A class action lawsuit (12 CV 1340) was filed in the Southern District of New York today by Edward White and Kenneth Elan and their respective law firms  against West Publishing  dba West and Reed Elsevier dba Lexis.I know you are thinking:  law review articles, chapters of legal treatises, a book of lawyer jokes,… poetry for lawyers…Wrong. The plaintiffs are claiming copyright in the legal briefs, including things like witness lists and jury instructions which were submitted to courts.
Lexis and Westlaw have been collecting publicly filed briefs and putting them online for years now. The plaintiffs claim that by copying the publicly filed briefs into their databases and making them searchable for a fee, Lexis and Westlaw are infringing their copyrights.

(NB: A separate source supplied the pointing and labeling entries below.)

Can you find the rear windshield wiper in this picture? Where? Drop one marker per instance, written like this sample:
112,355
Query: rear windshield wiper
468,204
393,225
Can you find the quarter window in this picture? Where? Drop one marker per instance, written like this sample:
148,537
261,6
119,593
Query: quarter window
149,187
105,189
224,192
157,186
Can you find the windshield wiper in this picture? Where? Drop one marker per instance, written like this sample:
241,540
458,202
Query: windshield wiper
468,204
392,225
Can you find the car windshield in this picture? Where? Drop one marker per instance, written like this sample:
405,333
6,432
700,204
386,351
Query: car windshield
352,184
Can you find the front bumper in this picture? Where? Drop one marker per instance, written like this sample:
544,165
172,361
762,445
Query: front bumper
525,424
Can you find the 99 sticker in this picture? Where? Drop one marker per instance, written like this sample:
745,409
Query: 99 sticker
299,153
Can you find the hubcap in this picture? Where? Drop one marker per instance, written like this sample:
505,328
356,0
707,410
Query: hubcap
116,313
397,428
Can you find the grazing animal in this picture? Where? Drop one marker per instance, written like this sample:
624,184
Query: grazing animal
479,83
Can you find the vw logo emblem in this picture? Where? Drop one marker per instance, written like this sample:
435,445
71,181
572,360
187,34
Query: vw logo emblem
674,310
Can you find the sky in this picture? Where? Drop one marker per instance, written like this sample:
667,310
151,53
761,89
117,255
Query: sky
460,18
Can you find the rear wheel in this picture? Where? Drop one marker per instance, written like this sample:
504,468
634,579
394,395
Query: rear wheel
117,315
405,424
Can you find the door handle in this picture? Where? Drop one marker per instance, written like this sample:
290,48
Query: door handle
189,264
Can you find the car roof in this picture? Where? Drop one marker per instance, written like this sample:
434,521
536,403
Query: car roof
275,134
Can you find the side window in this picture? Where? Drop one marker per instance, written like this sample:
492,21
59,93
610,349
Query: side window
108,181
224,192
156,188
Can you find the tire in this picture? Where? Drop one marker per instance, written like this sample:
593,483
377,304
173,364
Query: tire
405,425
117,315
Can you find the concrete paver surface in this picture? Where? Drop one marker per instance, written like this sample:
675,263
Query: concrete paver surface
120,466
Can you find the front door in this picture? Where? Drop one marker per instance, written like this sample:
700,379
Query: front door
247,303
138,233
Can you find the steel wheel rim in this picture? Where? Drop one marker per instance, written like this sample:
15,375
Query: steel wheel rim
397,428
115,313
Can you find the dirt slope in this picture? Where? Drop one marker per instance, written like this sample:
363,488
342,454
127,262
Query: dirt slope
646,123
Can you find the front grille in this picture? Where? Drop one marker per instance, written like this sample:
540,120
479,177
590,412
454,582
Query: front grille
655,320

Call me a cynic but aren’t  a huge chunk of the legal opinions written in this country essentially “derivative works” based on other peoples arguments and analysis? Don’t judges (or their clerks) take whole paragraphs from briefs and drop them into opinions? Don’t lawyer’s draft briefs selecting text from judicial opinions and legal memoranda?

Is the whole system of common law precedent to be pulled from Lexis and Westlaw and put through a textual analysis to see who had the first “original expression” of various issues?

Wait I have a better idea, Lexis and Westlaw can take the plaintiff’s briefs and run them through a textual analysis – the kind they use to detect plagiarism in college term papers. It will be interesting to see where the plaintiff’s may have derived their briefs from.

Thanks to Patricia Barbone for tipping me off to this filing.